- Makera Location within Nigeria
- Coordinates: 10°28′17″N 7°24′36″E﻿ / ﻿10.47139°N 7.41000°E
- Country: Nigeria
- State: Kaduna State
- LGA: Kaduna South
- Time zone: UTC+01:00 (WAT)
- Postal code: 800
- Climate: Aw

= Makera =

Suburb of the city of Kaduna

Makera is the Kaduna South Local Government Area headquarters, a part of the city of Kaduna, the capital of Kaduna State in Northern Nigeria, Nigeria. The postal code of the area is 800.

== Population ==
the area has an altitude of about 1,092 feet or 332 meters and a population of about 9,089.

== Average temperature ==

The hot season lasts for 2.1 months, from February 19 to April 21, with an average daily high temperature above 92°F. The hottest month of the year in Makera is April, with an average high of 93°F and low of 71°F.

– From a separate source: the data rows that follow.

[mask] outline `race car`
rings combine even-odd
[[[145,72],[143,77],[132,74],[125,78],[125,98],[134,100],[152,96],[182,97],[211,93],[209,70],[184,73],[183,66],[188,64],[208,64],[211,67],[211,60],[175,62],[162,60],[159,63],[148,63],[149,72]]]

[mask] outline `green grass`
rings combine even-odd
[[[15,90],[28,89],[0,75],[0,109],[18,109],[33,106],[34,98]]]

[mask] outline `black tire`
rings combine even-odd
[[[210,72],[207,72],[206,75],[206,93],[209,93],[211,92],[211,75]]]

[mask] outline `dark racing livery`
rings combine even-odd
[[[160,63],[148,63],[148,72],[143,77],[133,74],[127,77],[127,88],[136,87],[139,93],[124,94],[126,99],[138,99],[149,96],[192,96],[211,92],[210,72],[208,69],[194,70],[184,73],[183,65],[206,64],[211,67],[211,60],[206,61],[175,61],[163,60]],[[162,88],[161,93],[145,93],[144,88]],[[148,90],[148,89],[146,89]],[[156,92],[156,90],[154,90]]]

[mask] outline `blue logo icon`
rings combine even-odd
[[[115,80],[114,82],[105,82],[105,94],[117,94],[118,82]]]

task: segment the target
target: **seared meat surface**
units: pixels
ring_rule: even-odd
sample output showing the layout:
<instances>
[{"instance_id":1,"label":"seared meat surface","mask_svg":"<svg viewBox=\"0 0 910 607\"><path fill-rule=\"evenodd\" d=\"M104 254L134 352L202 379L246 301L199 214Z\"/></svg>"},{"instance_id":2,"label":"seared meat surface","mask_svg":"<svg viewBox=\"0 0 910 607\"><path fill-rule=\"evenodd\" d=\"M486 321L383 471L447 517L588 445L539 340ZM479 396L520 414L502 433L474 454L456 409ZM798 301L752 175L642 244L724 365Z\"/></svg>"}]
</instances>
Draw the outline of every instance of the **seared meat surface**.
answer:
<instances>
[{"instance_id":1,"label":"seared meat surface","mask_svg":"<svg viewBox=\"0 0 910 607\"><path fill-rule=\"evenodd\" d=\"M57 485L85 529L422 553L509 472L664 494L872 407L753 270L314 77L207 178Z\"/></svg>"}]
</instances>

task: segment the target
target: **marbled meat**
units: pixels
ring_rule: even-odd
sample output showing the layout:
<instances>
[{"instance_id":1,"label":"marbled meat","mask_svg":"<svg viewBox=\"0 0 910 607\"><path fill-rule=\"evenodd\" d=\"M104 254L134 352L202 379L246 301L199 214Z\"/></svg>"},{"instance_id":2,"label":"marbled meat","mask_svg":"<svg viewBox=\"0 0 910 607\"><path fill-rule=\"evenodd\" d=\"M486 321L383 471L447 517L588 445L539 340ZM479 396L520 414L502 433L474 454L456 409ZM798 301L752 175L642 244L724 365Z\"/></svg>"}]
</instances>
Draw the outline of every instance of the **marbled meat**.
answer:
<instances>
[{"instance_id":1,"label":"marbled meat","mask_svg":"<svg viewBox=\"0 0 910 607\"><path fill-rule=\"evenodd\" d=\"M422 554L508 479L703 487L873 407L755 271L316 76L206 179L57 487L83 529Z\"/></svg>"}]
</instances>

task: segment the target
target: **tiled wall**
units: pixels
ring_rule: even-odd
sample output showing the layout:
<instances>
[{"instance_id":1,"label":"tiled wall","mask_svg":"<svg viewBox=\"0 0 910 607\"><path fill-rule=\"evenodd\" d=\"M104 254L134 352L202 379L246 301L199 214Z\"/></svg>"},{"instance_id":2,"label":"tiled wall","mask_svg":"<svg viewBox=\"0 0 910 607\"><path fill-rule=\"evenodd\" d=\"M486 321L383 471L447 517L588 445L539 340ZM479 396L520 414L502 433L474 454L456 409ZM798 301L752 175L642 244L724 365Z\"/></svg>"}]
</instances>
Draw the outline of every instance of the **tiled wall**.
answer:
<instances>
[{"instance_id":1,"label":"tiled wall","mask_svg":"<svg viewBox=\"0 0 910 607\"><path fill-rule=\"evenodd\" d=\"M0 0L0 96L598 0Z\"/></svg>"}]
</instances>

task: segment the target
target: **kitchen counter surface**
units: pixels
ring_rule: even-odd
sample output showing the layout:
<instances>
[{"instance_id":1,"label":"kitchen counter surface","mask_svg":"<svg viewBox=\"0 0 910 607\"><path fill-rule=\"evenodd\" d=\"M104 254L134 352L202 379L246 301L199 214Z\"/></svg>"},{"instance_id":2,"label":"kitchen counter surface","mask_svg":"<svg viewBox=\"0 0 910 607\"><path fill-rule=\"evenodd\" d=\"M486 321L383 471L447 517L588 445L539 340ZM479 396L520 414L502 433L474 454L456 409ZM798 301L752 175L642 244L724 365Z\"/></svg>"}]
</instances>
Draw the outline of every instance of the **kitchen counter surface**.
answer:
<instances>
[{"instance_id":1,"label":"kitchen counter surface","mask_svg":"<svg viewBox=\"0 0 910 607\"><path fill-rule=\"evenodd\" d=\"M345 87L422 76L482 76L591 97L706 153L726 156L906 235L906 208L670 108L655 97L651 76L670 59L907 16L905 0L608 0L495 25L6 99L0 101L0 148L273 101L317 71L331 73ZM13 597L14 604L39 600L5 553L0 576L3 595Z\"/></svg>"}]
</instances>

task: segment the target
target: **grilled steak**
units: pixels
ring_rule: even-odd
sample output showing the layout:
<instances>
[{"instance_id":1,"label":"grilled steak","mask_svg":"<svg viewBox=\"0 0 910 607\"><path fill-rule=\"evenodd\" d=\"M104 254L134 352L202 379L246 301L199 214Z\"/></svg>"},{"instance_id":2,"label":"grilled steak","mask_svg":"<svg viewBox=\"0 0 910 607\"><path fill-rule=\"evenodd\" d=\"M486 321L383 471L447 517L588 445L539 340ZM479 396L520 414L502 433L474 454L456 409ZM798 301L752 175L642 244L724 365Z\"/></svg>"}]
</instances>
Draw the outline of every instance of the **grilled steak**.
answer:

The cool season lasts for 3.4 months, from June 24 to October 6, with an average daily high temperature below 84°F. The coldest month of the year in Makera is December, with an average low of 56°F and high of 85°F.

== Economic activities ==
Over the years, the Nigeria Breweries Plc engaged the youth and the women to increase the economic activities of Makera.